Secondhand smoke is responsible for as many as 1,040 adult deaths per year in Virginia, according to the health department. In addition, the Campaign for Tobacco Free Kids estimates the Commonwealth spends $105.3 million a year on health care expenditures related to exposure to second hand smoke.
The Governor was accompanied during last week’s visits by State Health Commissioner Karen Remley, M.D., MBA, who emphasized resources available for smokers seeking help in quitting. To assist those wishing to quit, VDH will be expanding the Quit Now Virginia hotline to serve more than 3,500 smokers annually.

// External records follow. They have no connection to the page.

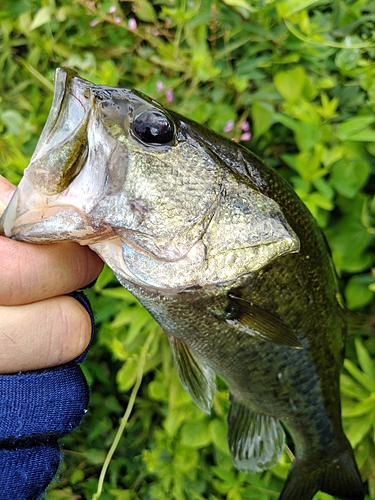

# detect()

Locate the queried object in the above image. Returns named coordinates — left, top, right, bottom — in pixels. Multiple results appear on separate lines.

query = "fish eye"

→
left=133, top=109, right=174, bottom=144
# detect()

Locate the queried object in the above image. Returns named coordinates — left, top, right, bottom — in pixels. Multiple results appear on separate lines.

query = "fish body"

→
left=0, top=69, right=364, bottom=500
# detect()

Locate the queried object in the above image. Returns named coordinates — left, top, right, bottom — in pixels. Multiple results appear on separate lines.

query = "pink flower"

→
left=241, top=132, right=251, bottom=141
left=223, top=120, right=234, bottom=132
left=165, top=89, right=173, bottom=102
left=241, top=121, right=250, bottom=132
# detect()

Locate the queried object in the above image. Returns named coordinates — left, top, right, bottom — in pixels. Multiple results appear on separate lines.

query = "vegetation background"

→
left=0, top=0, right=375, bottom=500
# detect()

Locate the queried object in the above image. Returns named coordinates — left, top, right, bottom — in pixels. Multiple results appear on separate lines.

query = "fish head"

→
left=0, top=68, right=299, bottom=290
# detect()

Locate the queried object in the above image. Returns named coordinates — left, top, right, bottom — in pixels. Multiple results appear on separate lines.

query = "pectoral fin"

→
left=228, top=395, right=285, bottom=472
left=225, top=294, right=302, bottom=349
left=168, top=335, right=216, bottom=413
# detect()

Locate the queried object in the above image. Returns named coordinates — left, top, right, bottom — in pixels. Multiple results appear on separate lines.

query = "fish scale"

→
left=0, top=69, right=364, bottom=500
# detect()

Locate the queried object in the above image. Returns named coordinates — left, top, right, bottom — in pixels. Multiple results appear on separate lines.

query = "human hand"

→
left=0, top=176, right=103, bottom=373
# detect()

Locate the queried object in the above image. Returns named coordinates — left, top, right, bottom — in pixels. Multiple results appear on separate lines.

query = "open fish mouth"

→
left=0, top=68, right=112, bottom=244
left=0, top=68, right=299, bottom=290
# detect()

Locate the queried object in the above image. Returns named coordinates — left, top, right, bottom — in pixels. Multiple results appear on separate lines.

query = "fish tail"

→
left=279, top=449, right=365, bottom=500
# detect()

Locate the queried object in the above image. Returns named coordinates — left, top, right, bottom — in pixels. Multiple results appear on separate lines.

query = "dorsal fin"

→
left=168, top=335, right=216, bottom=413
left=228, top=395, right=285, bottom=472
left=225, top=294, right=302, bottom=349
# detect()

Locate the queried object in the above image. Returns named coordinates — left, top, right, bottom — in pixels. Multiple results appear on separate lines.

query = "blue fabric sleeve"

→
left=0, top=292, right=94, bottom=500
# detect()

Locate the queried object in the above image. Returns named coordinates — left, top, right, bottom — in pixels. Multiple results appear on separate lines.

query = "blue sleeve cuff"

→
left=0, top=292, right=94, bottom=500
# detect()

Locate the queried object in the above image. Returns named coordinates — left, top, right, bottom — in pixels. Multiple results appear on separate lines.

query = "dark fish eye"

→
left=133, top=110, right=173, bottom=144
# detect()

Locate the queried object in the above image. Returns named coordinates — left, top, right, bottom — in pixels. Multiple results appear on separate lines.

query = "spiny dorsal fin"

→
left=228, top=395, right=285, bottom=472
left=226, top=294, right=302, bottom=349
left=168, top=335, right=216, bottom=413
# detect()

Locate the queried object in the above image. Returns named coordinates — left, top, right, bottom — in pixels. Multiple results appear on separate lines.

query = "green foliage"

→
left=0, top=0, right=375, bottom=500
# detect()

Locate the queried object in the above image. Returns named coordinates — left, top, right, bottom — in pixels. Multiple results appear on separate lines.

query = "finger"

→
left=0, top=175, right=16, bottom=215
left=0, top=296, right=92, bottom=373
left=0, top=236, right=103, bottom=306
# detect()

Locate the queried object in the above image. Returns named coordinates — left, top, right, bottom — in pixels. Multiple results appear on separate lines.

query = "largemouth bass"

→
left=0, top=69, right=364, bottom=500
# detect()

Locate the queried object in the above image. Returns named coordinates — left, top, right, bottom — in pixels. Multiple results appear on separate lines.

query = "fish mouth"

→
left=0, top=68, right=108, bottom=244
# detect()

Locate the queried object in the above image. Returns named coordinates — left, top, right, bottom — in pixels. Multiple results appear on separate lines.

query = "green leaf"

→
left=30, top=7, right=53, bottom=31
left=354, top=338, right=375, bottom=384
left=294, top=122, right=321, bottom=151
left=345, top=418, right=374, bottom=448
left=329, top=158, right=370, bottom=198
left=345, top=276, right=375, bottom=308
left=251, top=99, right=275, bottom=138
left=133, top=0, right=157, bottom=23
left=336, top=116, right=375, bottom=141
left=276, top=0, right=316, bottom=17
left=181, top=420, right=210, bottom=448
left=344, top=359, right=375, bottom=392
left=274, top=66, right=306, bottom=101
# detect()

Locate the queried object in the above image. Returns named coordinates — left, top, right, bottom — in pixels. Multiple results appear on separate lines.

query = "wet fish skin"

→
left=0, top=70, right=364, bottom=500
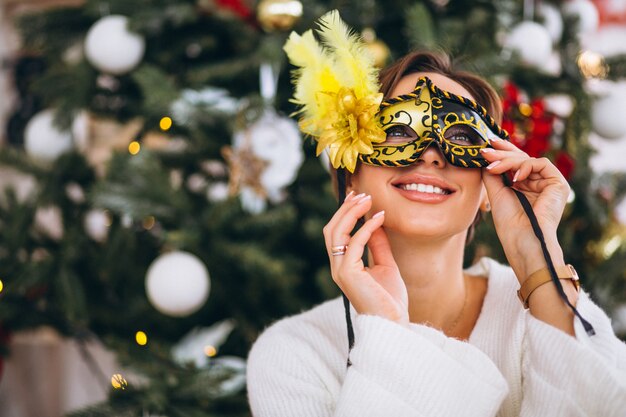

“This flu season is a good time for smokers to quit,” says Dr. Remley. “Smokers often suffer chronic ailments and are at greater risk for complications from influenza. With H1N1 influenza circulating this fall in addition to seasonal flu, we hope smokers will make the healthy choice for themselves and their families of quitting in advance of the smoking ban.”
For more information on the upcoming smoking ban, go to the Virginia Department of Health’s website at www.vdh.virginia.gov.  Restaurant inspection reports, which are also available on the VDH website, provide information to identify those restaurants that are already smoke-free.
Smokers who want to go smoke-free can get help through the Quit Now Virginia hotline by calling toll-free (800) QUIT-NOW (800-784-8669) to be connected to information and assistance in getting help locally.